I know what brings joy that’s lasting.
I’ve felt the freedom and enlightenment found through fasting.
I’ve seen and experienced the power of prayer and I still know that God is there, so why do I stray from it?
Even enough to redirect my attention from what I know is true into a bunny trail, pondering why does this bible translation say, “God hardened Pharos heart” and let it eat away at me, when it really doesn’t make much difference in my heart today, even though it is explainably lost in translation, but that’s another topic.

In the meantime, I’ve never acquired self control. Between the lessons and pieces and bits, the most simple lesson somehow got missed.

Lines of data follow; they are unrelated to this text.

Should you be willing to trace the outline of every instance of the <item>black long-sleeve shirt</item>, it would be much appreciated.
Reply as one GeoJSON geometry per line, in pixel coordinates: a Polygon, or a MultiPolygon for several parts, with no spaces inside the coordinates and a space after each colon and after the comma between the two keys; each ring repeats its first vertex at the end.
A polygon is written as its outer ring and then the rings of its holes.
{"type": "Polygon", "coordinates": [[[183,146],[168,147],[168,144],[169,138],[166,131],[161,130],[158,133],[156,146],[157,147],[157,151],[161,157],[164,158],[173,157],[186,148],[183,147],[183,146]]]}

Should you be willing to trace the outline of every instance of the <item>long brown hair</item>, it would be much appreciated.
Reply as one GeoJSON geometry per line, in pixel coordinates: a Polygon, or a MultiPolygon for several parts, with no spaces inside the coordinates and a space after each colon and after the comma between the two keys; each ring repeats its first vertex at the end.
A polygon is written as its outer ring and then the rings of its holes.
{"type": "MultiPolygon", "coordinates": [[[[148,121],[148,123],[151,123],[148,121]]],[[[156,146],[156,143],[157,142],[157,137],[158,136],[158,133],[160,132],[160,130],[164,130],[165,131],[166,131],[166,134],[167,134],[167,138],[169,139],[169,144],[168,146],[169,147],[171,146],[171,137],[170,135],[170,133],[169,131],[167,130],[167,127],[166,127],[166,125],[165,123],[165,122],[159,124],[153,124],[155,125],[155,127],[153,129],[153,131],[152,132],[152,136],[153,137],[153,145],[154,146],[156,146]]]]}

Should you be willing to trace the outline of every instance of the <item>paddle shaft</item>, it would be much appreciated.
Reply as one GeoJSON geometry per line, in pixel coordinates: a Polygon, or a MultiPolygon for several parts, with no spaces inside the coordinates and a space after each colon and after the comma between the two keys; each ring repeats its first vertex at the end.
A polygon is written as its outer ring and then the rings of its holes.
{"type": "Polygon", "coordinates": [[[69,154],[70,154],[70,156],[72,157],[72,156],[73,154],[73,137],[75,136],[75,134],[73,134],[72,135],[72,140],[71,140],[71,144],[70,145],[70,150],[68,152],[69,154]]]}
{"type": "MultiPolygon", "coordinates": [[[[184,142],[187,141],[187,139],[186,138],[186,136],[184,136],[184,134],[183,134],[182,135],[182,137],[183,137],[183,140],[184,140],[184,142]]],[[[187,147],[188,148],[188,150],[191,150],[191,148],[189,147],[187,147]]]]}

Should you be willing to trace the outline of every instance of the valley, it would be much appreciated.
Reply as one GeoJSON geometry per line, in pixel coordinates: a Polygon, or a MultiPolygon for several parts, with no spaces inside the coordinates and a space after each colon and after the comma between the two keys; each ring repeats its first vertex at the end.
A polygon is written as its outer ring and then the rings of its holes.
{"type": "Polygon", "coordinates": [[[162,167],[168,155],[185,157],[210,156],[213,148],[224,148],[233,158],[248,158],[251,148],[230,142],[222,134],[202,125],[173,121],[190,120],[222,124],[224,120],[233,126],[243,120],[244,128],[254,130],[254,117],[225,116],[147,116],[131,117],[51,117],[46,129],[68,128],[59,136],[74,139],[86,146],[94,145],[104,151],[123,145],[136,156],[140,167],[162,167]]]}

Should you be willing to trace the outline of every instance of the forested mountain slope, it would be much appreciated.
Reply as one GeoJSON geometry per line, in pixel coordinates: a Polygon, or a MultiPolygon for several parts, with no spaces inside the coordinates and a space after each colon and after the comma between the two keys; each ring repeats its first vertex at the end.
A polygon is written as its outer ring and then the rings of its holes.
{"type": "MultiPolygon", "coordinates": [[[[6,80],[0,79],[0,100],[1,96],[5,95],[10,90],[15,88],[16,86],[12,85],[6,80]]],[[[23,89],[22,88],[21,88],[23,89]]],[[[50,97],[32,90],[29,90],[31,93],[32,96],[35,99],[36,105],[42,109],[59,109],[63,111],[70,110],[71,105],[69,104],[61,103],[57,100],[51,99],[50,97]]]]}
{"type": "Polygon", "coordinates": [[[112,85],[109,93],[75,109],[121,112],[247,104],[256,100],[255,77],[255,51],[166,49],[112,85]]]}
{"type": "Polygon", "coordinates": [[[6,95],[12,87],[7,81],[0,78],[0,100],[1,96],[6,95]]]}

Self control. It takes practice. It’s not easy, But it’s attainable. In the meantime, I’ll practice self control.

Feb. 28, 2016

Reading back at this for me is really neat, because I forgot some of it and I really feel like since them, there has been a lot of condissioning. I’ve realized now that what goes hand in hand for me with overcoming and pushing through these times is coming to a point of hating the junk so much that you can’t settle anymore. This is something that has to be causioned though, because we can’t project that hatered on ourselves or we will actually damage ourselves.

Hold onto hope, press through, learn lessons, put in the reps, hold onto Jesus and he will pull you through! You will conquer this through him and you will come out stronger if you let the lessons along the way teach you.

In the meantime is where we grow the most. Bring it on.